The US Federal Bureau of Investigation (FBI) and Michigan State Police seized cryptocurrency exchange and payment processor E-Note and charged Russian national Mykhalio Petrovich Chudnovets with conspiracy to launder more than $70 million in ransomware and account-takeover proceeds through E-Note since 2017 1. The German Federal Criminal Police (Bundeskriminalamt, BKA) and Finnish National Bureau of Investigation (Keskusrikospoliisi, KRP) cooperated on the infrastructure seizure. Account-takeover proceeds are the funds stolen from hijacked bank or crypto accounts; ransomware proceeds are the extortion payments victims send to recover encrypted files.

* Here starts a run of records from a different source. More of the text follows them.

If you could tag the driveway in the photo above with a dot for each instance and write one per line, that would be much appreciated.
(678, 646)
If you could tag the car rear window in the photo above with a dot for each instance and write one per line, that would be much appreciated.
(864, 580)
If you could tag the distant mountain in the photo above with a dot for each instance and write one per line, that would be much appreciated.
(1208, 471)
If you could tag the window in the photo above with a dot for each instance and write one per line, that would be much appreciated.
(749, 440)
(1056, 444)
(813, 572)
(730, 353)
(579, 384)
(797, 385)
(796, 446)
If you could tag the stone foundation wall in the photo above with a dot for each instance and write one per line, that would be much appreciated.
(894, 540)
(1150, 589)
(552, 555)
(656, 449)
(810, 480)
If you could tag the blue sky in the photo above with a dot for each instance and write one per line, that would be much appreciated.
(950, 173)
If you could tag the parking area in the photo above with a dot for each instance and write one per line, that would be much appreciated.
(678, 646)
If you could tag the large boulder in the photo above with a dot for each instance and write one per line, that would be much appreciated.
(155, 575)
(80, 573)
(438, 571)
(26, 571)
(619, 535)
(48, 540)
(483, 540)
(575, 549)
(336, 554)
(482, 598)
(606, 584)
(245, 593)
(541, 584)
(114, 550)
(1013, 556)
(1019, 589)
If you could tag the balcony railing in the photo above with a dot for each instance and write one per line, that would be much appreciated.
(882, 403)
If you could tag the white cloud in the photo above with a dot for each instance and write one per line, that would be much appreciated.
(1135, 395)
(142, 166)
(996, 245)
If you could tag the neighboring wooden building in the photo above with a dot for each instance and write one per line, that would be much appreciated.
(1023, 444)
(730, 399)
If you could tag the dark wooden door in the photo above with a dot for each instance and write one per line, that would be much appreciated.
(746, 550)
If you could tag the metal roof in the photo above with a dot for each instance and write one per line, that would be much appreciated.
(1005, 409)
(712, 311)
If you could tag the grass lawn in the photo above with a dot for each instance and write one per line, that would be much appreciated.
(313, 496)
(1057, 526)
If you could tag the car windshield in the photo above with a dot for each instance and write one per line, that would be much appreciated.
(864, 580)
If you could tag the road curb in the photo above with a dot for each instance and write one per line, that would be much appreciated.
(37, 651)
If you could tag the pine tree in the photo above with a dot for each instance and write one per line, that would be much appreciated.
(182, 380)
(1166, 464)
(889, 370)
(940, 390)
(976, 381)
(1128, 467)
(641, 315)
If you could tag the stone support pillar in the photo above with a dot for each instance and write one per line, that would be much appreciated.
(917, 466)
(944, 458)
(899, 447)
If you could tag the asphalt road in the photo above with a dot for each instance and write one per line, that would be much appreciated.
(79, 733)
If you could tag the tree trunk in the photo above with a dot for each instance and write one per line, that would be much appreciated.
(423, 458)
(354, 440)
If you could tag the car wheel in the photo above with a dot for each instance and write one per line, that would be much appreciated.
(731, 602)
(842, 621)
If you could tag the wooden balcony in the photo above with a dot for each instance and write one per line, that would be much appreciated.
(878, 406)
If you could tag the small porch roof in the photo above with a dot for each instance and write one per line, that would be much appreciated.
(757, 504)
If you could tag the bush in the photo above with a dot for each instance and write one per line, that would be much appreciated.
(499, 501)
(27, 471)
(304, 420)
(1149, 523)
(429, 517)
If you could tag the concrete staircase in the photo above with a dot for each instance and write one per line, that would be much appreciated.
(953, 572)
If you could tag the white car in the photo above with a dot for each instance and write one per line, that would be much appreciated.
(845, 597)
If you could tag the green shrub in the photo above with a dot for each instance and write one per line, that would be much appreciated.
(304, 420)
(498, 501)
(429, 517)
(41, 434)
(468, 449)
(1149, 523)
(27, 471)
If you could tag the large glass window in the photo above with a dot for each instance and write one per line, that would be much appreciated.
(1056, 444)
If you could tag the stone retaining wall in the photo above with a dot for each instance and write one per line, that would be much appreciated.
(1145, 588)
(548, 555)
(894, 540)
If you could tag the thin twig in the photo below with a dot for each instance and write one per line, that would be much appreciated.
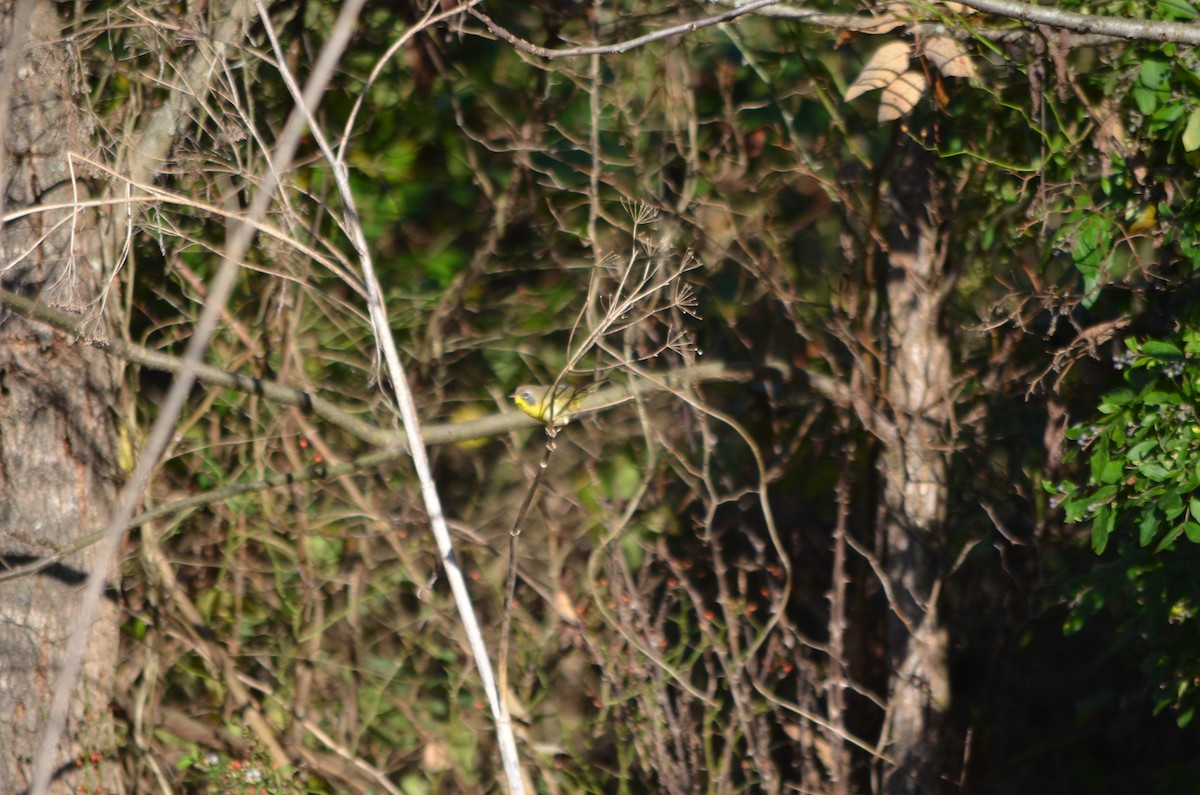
(172, 407)
(619, 47)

E-Note had operated openly for years despite visible ties to the ransomware ecosystem. Its role in the supply chain is the off-ramp: the service that converts bitcoin, monero or stablecoins paid by victims into cash, clean tokens or traditional fiat held in jurisdictions beyond Western reach. Take the off-ramp out and the attackers' business model runs into a working-capital problem. The operational interest for FBI Cyber in 2026 is the laundering rail rather than the operator, because there are far fewer cash-out services than there are ransomware affiliates, and each seizure reaches hundreds of downstream crimes.
A state police force co-leading a takedown alongside the Bureau and two European national police services is an operational template worth noting. Michigan State Police brought the local jurisdictional hook that the federal case needed; the BKA and KRP brought the overseas server infrastructure. For the cash-out services still running, the enforcement geography just widened.